But when I take a lunch break during the school day, I find myself squeezing in time as the CEO of Autism Expressed: responding to business emails, returning calls to advisors and directors of autism-based programs, connecting with my Autism Expressed designer for the next iteration of changes to the website, and scheduling meetings to keep Autism Expressed moving forward and growing.

Using the same tools that I am teaching my students to use, like Gmail, Google Calendar, Google Drive, I am developing my own time- and task-management systems. No matter how savvy the system is, the number of tasks both on the educator side and the business side keep piling up. And even if you have created a master system by which you can juggle all those hats I mentioned before, and look good doing it, you can also become consumed by that system. At times I’ve felt completely consumed by my work.   

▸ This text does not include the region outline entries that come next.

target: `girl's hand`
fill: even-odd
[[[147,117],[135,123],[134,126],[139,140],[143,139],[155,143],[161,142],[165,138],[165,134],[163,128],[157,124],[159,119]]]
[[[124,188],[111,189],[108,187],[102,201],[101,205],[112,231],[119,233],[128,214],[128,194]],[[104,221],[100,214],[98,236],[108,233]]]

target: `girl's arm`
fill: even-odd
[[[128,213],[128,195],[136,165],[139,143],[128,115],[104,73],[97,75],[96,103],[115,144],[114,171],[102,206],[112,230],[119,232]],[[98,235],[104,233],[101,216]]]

Columnist Arianna Huffington recently posed the question, “Are You Living Your Eulogy or Your Resume?”  She described the eulogy as the “foundational document of our legacy.”   

Huffington went on to list quotes one would never hear in a eulogy, for example: “She dealt with every email in her inbox every night.”

This line resonated with me. I realized that the most challenging part of wearing all these hats, is knowing when to take them all off. Finding balance among the roles that I play every day, is essential to sustaining both my career as an educator and my endeavors in business. I’m still working on the formula for keeping my sense of urgency in check and blocking out specific times to run through emails and business-related tasks. Then I make it a point to pull back, close my laptop and connect with friends.